Running Local AI for Blender with Ollama: Free, Private, and No API Keys

Every AI-powered Blender tool needs a language model behind it. For most of the past two years, that meant sending your prompts to a cloud API — OpenAI, Anthropic, or similar. You pay per request, your data travels to external servers, and you need an internet connection to work.

Ollama changes that equation. It lets you run capable AI models locally on your own machine, completely free, with no API keys and no data leaving your computer. For Blender artists and indie developers who care about privacy, cost, or just want to work offline, it is a practical alternative that has matured significantly in 2026.

This guide covers everything you need to get Ollama running for Blender workflows — installation, model selection, hardware requirements, and practical use cases.

What Ollama Actually Is

Ollama is an open-source tool that runs large language models (LLMs) locally on your machine. Think of it as a local version of the ChatGPT API, but running entirely on your own hardware. It handles model downloading, memory management, GPU acceleration, and provides a simple API that other tools can connect to.

The key benefits for Blender users:

Free. No per-request costs. No subscription. No usage limits.
Private. Your prompts, scene descriptions, and project details never leave your machine.
Offline. Works without internet once models are downloaded.
Fast for local. GPU acceleration means response times of 1-5 seconds for most queries on modern hardware.
Simple API. Compatible with tools built for the OpenAI API format, which most Blender AI integrations support.

The tradeoff is that local models are generally less capable than the largest cloud models. A 7B parameter model running on your GPU will not match GPT-4 or Claude on complex reasoning tasks. But for the specific tasks Blender artists need — generating material descriptions, writing short Python scripts, suggesting node setups — smaller models are often more than sufficient.

Installation

Ollama is straightforward to install on all major platforms.

macOS

# Using Homebrew
brew install ollama

# Or download from ollama.com
curl -fsSL https://ollama.com/install.sh | sh

Linux

curl -fsSL https://ollama.com/install.sh | sh

Windows

Download the installer from ollama.com. Run it. The installation adds Ollama as a system service that runs in the background.

Verify Installation

After installing, open a terminal and run:

ollama --version

Then start the Ollama service (on Linux/macOS it may start automatically):

ollama serve

This starts the local API server on http://localhost:11434. Leave this running in the background.

Choosing the Right Models for 3D Work

Not all models are equally useful for Blender workflows. Here are the models we have found most effective for 3D-related tasks, ranked by practical utility.

Llama 3 (8B) — Best All-Rounder

ollama pull llama3

Llama 3 8B is the best general-purpose model for most Blender tasks. It handles natural language material descriptions, basic Python scripting, and workflow questions well. Response quality is solid for its size, and it runs comfortably on 8GB+ VRAM GPUs.

Good for: Material descriptions, workflow questions, general Blender knowledge, light scripting tasks, summarizing documentation.

Memory: ~5GB VRAM for the 8B model.

CodeLlama (7B/13B) — Best for Python Scripting

ollama pull codellama
# Or for more capability at the cost of more memory:
ollama pull codellama:13b

If your primary use case is generating Blender Python scripts — automating tasks, creating operators, writing material node setup code — CodeLlama is the better choice. It produces more syntactically correct Python and understands code structure better than general-purpose models.
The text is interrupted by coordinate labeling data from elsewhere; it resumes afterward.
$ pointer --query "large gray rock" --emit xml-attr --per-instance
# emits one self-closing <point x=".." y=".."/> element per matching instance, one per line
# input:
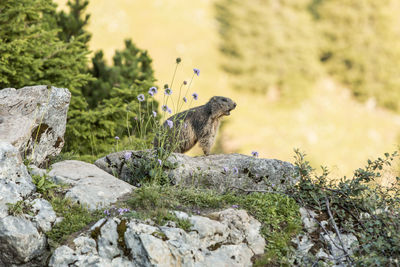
<point x="91" y="186"/>
<point x="15" y="182"/>
<point x="45" y="215"/>
<point x="20" y="242"/>
<point x="231" y="238"/>
<point x="220" y="172"/>
<point x="33" y="119"/>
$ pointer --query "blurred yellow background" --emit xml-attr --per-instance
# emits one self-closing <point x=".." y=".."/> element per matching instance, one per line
<point x="332" y="127"/>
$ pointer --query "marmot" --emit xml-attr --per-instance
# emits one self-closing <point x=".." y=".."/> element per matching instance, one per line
<point x="199" y="124"/>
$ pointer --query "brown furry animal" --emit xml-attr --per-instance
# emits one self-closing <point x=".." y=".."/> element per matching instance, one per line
<point x="199" y="124"/>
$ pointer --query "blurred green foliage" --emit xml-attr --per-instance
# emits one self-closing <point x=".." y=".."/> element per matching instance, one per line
<point x="288" y="44"/>
<point x="39" y="45"/>
<point x="268" y="44"/>
<point x="361" y="47"/>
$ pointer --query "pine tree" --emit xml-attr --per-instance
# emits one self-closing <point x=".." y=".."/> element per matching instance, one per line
<point x="73" y="24"/>
<point x="132" y="66"/>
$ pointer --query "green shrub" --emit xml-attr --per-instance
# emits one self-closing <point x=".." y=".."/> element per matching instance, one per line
<point x="359" y="206"/>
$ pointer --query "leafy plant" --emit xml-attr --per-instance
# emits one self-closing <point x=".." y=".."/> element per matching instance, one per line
<point x="359" y="206"/>
<point x="20" y="207"/>
<point x="75" y="218"/>
<point x="278" y="214"/>
<point x="43" y="184"/>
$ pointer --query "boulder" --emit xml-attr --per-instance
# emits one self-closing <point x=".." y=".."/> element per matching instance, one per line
<point x="33" y="119"/>
<point x="45" y="216"/>
<point x="20" y="242"/>
<point x="90" y="185"/>
<point x="231" y="238"/>
<point x="15" y="181"/>
<point x="219" y="172"/>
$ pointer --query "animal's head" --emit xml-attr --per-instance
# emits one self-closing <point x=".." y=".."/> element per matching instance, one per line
<point x="221" y="106"/>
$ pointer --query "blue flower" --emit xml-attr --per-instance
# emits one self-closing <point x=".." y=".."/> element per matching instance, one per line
<point x="235" y="170"/>
<point x="141" y="97"/>
<point x="153" y="91"/>
<point x="170" y="123"/>
<point x="168" y="91"/>
<point x="164" y="108"/>
<point x="254" y="154"/>
<point x="127" y="155"/>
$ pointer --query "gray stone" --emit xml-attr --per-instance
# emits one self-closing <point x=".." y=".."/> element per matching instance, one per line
<point x="34" y="120"/>
<point x="108" y="240"/>
<point x="15" y="182"/>
<point x="85" y="245"/>
<point x="62" y="257"/>
<point x="335" y="247"/>
<point x="242" y="228"/>
<point x="229" y="256"/>
<point x="208" y="243"/>
<point x="91" y="186"/>
<point x="45" y="216"/>
<point x="20" y="241"/>
<point x="220" y="172"/>
<point x="308" y="218"/>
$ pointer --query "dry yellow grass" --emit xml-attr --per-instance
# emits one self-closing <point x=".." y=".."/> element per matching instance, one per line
<point x="330" y="126"/>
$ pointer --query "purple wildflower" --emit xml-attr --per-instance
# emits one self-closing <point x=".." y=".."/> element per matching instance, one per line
<point x="170" y="123"/>
<point x="152" y="91"/>
<point x="127" y="155"/>
<point x="141" y="97"/>
<point x="254" y="154"/>
<point x="164" y="108"/>
<point x="168" y="91"/>
<point x="235" y="170"/>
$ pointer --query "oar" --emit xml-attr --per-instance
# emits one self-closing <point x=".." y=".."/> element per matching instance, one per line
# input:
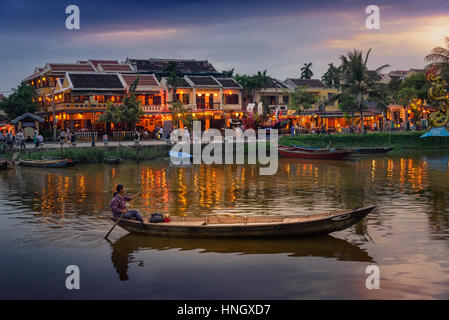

Good for: Blender Python API scripts, addon development, node setup automation, batch processing scripts.

Memory: ~4.5GB VRAM (7B), ~8GB VRAM (13B).

Mistral (7B) — Fast and Capable

ollama pull mistral

Mistral 7B is slightly faster than Llama 3 on most hardware while maintaining good quality. It is a solid alternative if Llama 3 feels slow on your machine, or if you want snappier responses for interactive workflows.

Good for: Quick queries, material suggestions, parameter recommendations, interactive chat workflows.

Memory: ~4.5GB VRAM.

Llama 3 (70B) — Maximum Quality

ollama pull llama3:70b

If you have 48GB+ VRAM (or enough system RAM for CPU inference at slower speeds), the 70B model is significantly more capable. It writes better code, produces more nuanced material descriptions, and handles complex multi-step instructions more reliably.

Good for: Complex scripting tasks, detailed technical explanations, multi-step workflows. Only practical on high-end workstations.

Memory: ~40GB VRAM (or 40GB+ system RAM for CPU-only, but expect 10-30x slower inference).

Hardware Requirements

Ollama works on a range of hardware, but performance varies dramatically.

GPU Inference (Recommended)

GPU VRAM	Recommended Models	Response Speed
6GB	Mistral 7B, CodeLlama 7B	15-25 tokens/sec
8GB	Llama 3 8B, Mistral 7B	20-35 tokens/sec
12GB	Any 7-8B model comfortably	30-50 tokens/sec
16GB	13B models, quantized 30B	20-40 tokens/sec
24GB+	30B models, quantized 70B	15-30 tokens/sec

Both NVIDIA and AMD GPUs are supported. NVIDIA generally has better performance due to more mature CUDA support, but AMD ROCm support has improved substantially.

CPU-Only Inference

If you do not have a dedicated GPU or your VRAM is too limited, Ollama can run on CPU using system RAM. Expect 3-10x slower inference compared to GPU. For quick queries this is still usable (5-15 seconds per response). For generating long scripts, it gets tedious.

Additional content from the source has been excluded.